Protein Production Abstraction
Our proposed model relies on an abstraction of the process of protein production, taking into account the formation of incorrectly folded intermediates and the presence of aggregated misfolded protein. Our proposed model is shown below
Figure 1. The proposed path consists of a number of species. The first one identified is "natal peptide" this species represents the initial amount of amino acid chain being produced by the ribosome. It is the "starting" amount of potential protein/misfolded protein/inclusion body present in the system. The second species identified is the "unstable protein" this references proteins that have not reached their fully stable conformations yet or have been destabilized by environmental conditions. Unstable protein has the potential to be degraded by cellular proteases which results in the "degraded protein" species. Additionally unstable proteins have the potential to clump together to form the "inclusion body" species. The inclusion body species is also degraded by proteases so the degraded protein species is also a potential result. The final species is the stable functional protein form. This stable form is also degraded by proteases but in very very small amounts |
Relationship Equations
In order to begin investigating the factors that may affect the final state of the natal peptide it first becomes important to define how each of the species in the system interact. This is where the MATLAB software becomes useful. The proposed model pathway can be represented in the MATLAB Simbiology Toolbox.

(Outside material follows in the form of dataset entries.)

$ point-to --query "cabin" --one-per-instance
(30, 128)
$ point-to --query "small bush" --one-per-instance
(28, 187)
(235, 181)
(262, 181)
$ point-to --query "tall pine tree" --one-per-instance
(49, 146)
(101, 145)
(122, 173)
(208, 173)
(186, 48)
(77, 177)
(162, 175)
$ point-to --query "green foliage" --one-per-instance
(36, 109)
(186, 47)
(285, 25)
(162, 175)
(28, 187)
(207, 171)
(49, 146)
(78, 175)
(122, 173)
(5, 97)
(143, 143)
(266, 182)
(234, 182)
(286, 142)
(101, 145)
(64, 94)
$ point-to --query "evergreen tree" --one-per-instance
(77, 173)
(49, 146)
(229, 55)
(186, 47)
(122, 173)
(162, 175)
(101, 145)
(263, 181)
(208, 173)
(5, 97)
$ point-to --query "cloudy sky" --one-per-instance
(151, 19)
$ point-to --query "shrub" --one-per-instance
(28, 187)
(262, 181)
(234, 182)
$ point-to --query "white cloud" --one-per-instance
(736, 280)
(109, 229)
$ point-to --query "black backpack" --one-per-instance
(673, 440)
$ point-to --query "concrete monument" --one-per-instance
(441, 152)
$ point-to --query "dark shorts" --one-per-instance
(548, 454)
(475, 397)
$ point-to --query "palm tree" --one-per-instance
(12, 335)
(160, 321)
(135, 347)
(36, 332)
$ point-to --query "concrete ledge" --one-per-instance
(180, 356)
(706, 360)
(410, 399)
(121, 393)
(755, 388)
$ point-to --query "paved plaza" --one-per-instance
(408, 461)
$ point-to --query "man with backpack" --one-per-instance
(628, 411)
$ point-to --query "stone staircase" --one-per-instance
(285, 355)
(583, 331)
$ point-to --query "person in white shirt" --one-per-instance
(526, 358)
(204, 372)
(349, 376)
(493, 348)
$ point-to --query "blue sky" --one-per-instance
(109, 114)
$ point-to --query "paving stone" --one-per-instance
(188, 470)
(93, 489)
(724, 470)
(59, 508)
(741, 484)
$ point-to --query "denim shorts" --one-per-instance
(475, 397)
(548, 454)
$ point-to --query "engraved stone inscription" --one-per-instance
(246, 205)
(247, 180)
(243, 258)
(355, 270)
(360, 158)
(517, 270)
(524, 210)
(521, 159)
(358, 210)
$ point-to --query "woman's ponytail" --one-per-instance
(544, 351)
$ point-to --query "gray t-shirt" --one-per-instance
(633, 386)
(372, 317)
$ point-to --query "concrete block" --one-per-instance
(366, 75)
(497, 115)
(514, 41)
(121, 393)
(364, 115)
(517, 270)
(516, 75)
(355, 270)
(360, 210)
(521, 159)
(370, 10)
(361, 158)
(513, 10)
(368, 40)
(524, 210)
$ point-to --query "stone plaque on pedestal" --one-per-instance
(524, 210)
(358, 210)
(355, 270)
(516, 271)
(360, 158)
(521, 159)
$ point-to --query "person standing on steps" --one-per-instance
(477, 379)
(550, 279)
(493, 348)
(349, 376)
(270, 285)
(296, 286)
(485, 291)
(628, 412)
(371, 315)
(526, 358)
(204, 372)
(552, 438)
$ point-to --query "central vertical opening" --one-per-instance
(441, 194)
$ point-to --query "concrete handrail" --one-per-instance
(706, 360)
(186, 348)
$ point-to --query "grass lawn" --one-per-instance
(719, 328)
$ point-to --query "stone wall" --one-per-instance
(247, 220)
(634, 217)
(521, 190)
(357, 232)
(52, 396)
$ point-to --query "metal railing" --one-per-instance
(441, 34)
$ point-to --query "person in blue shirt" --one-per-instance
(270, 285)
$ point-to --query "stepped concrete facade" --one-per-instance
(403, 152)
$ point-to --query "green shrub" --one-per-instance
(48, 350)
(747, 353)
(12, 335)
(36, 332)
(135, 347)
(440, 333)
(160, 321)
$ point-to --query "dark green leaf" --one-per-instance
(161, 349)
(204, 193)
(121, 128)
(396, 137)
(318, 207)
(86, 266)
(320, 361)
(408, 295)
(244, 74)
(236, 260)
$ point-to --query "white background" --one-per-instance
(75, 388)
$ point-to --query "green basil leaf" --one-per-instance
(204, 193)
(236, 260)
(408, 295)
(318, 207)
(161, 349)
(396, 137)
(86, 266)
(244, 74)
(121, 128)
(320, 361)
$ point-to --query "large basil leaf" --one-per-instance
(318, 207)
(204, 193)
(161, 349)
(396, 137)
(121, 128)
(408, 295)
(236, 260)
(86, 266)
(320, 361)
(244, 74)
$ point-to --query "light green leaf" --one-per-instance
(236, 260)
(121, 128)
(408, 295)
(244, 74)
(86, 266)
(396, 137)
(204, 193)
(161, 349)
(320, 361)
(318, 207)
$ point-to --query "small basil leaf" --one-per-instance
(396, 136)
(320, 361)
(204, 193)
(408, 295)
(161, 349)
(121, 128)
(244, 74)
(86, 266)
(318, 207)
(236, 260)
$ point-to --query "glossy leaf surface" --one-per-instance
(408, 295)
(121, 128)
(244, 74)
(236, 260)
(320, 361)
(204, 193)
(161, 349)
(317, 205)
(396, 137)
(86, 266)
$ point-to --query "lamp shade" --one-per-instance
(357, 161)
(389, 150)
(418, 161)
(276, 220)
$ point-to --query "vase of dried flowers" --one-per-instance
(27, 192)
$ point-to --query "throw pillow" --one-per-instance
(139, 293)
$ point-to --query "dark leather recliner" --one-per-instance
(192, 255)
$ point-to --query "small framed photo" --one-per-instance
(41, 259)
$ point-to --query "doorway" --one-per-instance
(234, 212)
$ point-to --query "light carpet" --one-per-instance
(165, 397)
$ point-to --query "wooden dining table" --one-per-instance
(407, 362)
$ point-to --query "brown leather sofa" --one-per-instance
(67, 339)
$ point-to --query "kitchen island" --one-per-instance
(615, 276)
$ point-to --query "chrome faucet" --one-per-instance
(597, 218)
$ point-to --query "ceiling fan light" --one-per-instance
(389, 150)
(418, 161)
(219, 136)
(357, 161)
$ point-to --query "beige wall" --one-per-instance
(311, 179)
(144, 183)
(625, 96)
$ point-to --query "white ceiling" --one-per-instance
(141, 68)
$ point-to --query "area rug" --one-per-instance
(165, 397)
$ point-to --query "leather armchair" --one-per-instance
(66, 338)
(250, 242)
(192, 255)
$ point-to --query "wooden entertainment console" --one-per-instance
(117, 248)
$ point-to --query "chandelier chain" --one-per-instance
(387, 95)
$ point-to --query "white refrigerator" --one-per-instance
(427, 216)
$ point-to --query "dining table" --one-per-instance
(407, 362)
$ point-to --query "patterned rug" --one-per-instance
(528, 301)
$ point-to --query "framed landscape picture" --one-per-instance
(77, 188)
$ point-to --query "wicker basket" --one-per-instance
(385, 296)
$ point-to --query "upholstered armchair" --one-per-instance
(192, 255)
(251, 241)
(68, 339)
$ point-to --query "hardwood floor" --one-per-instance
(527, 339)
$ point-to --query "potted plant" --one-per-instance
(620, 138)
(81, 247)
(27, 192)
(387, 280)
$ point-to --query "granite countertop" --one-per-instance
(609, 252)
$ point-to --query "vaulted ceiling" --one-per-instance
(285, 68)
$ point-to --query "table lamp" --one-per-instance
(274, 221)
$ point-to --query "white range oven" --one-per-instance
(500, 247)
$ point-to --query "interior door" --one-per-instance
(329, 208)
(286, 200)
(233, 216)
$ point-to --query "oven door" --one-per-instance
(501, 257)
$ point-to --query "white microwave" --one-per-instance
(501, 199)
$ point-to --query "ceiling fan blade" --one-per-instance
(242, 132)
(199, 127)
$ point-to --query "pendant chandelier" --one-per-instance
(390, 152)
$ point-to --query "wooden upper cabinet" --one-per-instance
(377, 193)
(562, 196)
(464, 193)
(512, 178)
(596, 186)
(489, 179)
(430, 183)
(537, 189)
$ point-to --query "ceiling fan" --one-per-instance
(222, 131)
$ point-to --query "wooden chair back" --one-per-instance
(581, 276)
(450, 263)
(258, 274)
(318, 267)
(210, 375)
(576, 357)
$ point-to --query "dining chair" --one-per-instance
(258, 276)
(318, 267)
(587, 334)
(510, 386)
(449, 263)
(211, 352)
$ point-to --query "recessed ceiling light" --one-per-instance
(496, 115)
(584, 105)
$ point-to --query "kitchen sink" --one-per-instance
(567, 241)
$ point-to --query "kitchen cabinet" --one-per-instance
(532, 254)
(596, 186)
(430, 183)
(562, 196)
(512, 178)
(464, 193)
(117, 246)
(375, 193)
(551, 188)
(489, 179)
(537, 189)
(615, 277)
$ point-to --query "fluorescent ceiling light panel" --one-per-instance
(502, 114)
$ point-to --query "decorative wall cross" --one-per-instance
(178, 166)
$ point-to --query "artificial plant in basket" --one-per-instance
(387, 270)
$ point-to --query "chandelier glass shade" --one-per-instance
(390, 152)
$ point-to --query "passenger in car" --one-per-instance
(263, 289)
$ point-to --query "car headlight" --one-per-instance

Figure 2. Each of the blue circles correspond to the species identified in the previous section, while the yellow circles define the reaction that occurs between the two species. The Simbiology software uses these defined reactions to determine the amounts of each species present in the system as the species interact over a period of time. The results of the simulation are described in a later section |
The reactions present in the system are described by the following equations
natal peptide -> unstable protein | This reaction is an irreversible reaction where all of the natal peptide present becomes unstable protein with a rate constant of 1. This reflects the assumption that all of the initial amino acid sequence will at some point be present as unstable protein capable of being degraded or forming inclusion bodies |
unstable protein + inclusion body <-> 2 inclusion body | This reaction is a reversible reaction that defines how unstable proteins form into inclusion bodies. The simulation assumes that there is a baseline very small concentration of inclusion body present. This base value may interact with unstable protein to form more inclusion bodies resulting in a positive feed back that begins to form higher concentrations of inclusion bodies. The rate constant at which this process occurs is dependent on a number of factors discussed in a later section. Inclusion body formation represents a potential outcome of the protein expression system |
unstable protein -> degraded protein | This reaction represents unstable protein being degraded by proteases. This reaction follows the Henri-Michaelis-Menten equilibrium process. In this process there is a pseudo equilibrium present that is determined to be one way, as degraded protein does not return to its pre degraded state. The constant for this reaction is a set value that is relative to the particular protease. For simplicity a single value was selected to represent this impact. Once the unstable protein has been degraded it is removed from the simulation system and can not form inclusion bodies or functional proteins. As a result degraded protein represents one of the potential "outcomes" of a protein expression experiment |
inclusion body -> degraded protein | Our system assumes that inclusion bodies are degraded by the same process as unstable proteins, but that the rate of degradation is slower than that of a single unstable protein. This is proposed to be the result of the protease being unable to access individual proteins of the inclusion body for degradation. As a result the process is considerably slower than the degradation of straight unstable proteins. The difference is reflected in the rate constant for each of the two reactions |
unstable protein <-> functional protein | This reaction represents the process of the unstable protein becoming stable functional protein. The reaction is reversible as different environmental conditions, discussed later on, can determine whether or not the protein is in a stable state or unstable state. |
Factors Under Investigation
For the purpose of our model there were two categories of factors that we investigated. These categories are Environmental factors and sequence factors. It is important to note that these divisions are arbitrary and don't necessarily exist in reality. Specifically these categories were created for the convenience of organizing the factors being investigated and determining how to best evaluate their impact.
Environmental factors
The collection of factors refers to those features of the cells environment that will have an impact on the stability of proteins being produced. When we use the term environment we are referring to both the external temperature at which the cell is growing, the pH of its environment and the concentration of protein within cellular compartments. These factors are not determined by features of the protein being produced but will still affect the likelihood of inclusion body formation and/or protein instability.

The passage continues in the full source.